Пока дворовые перетаскивали куски мяса, батюшка омыл руки в ведре, и вдохнув полной грудью, сказал:
— Завтра по утру будет дождь.
Лев всё ещё по локоть в оленьей крови, вздохнул. Охота на завтра отменялась.
— К чему всё это? — морщила свой тоненький носик матушка, как только отец с сыном переступили порог поместья. — Дворовые управились бы и без вас. И выстави вон это животное, — махнула она веером на Мокошь, осторожно ступившую в дом.
Гончая заскулила и поджав хвост, прижалась к полу.
— Матушка, — протянул Лев. — Но позволь, я сам вымол ей лапы. Она чистая.
— Что делается в этом мире? Он сам её намыл, словно служка, — сокрушалась матушка. — Веди себя, как подобает графскому дитя, и пусть это порождение нави пойдет вон.
— Брось, — примирительно сказал батюшка. — Пусть наслаждается сельскими забавами.
Матушка хмыкнула, и удалилась, не заметив, как граф Орлов подмигнул сыну. Мокошь радостно возликовала и принялась тереться о ноги хозяина, покусывая его за ладонь.
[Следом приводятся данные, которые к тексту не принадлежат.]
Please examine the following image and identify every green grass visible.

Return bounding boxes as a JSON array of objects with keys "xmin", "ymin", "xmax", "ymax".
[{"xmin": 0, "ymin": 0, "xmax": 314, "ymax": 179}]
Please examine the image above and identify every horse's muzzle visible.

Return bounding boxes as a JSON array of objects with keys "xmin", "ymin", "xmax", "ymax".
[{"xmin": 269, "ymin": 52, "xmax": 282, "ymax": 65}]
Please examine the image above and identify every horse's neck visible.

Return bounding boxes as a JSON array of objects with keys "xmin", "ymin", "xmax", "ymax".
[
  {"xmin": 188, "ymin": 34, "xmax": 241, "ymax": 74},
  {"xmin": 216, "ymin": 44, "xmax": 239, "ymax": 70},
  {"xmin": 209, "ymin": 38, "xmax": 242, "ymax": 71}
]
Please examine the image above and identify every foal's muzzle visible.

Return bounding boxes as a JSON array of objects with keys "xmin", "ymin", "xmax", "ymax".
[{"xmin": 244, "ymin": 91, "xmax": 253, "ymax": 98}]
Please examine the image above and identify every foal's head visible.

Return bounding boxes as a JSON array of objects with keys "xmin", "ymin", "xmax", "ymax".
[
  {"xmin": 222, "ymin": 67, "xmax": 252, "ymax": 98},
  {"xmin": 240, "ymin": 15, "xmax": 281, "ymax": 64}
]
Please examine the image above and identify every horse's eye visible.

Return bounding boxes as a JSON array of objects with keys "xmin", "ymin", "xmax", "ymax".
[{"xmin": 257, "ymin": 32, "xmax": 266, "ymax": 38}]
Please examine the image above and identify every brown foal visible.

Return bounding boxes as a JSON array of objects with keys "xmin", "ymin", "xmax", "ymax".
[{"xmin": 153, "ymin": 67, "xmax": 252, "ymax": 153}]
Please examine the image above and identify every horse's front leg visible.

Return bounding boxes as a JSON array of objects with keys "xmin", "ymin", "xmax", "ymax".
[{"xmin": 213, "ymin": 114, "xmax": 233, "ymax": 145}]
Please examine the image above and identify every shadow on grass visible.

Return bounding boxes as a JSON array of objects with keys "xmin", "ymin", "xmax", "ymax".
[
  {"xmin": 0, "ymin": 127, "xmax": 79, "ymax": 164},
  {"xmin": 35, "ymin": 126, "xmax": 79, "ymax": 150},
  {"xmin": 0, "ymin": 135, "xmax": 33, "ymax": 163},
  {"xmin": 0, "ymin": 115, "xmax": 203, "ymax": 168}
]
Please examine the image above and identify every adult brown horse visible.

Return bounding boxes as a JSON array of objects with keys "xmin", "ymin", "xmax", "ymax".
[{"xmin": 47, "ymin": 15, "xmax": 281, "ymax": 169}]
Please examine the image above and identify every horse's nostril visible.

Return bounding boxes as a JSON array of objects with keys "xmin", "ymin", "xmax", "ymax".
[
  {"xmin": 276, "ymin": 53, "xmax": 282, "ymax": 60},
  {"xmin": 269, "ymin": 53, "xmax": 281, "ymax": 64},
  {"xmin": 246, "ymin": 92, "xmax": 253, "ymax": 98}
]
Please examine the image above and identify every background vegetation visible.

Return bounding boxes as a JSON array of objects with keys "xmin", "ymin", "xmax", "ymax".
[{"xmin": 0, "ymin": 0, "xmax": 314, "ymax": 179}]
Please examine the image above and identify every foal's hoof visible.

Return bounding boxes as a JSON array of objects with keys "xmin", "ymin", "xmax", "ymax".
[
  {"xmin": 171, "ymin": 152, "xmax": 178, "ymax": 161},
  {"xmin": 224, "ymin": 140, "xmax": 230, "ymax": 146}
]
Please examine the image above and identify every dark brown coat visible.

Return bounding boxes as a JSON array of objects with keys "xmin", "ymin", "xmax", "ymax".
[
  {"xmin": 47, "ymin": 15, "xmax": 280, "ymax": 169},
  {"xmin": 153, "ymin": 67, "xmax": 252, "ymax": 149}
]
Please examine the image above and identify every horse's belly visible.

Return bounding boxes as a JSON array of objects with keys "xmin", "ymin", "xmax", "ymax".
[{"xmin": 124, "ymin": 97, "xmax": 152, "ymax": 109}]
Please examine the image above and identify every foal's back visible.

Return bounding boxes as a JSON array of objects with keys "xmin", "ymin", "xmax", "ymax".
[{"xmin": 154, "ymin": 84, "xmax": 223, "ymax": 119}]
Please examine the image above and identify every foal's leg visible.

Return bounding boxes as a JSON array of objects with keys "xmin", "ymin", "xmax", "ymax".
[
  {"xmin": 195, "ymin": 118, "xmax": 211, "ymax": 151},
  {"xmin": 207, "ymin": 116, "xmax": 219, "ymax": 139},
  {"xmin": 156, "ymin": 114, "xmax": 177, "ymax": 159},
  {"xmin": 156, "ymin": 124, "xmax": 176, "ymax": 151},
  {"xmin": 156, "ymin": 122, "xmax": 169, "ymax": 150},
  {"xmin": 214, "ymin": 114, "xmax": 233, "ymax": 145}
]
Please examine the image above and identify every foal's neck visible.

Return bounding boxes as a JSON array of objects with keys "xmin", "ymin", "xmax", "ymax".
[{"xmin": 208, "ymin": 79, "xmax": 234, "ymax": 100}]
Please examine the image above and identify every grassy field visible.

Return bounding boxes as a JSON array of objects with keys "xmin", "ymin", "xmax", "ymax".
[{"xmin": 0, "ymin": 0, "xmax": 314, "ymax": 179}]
Следующим утром, как и предсказывал батюшка, пошел дождь. Лев наблюдал, как капли скатываются по окну библиотеки, и тяжело вздыхал. Перед ним лежала книга, которая долгое время была открыта на первой страницы. Графиня Орлова велела осилить её полностью, но что — то настроение сегодня было не учебное. Все эти стеллажи и множество книг, словно давили на него, а так хотелось глотка свежего воздуха и музыки ветра, которую он исполнял, путаясь в кронах деревьев.
— Главное начать, — говорил брату Андрей, который давно прочитал не только эту, но и множество других книг.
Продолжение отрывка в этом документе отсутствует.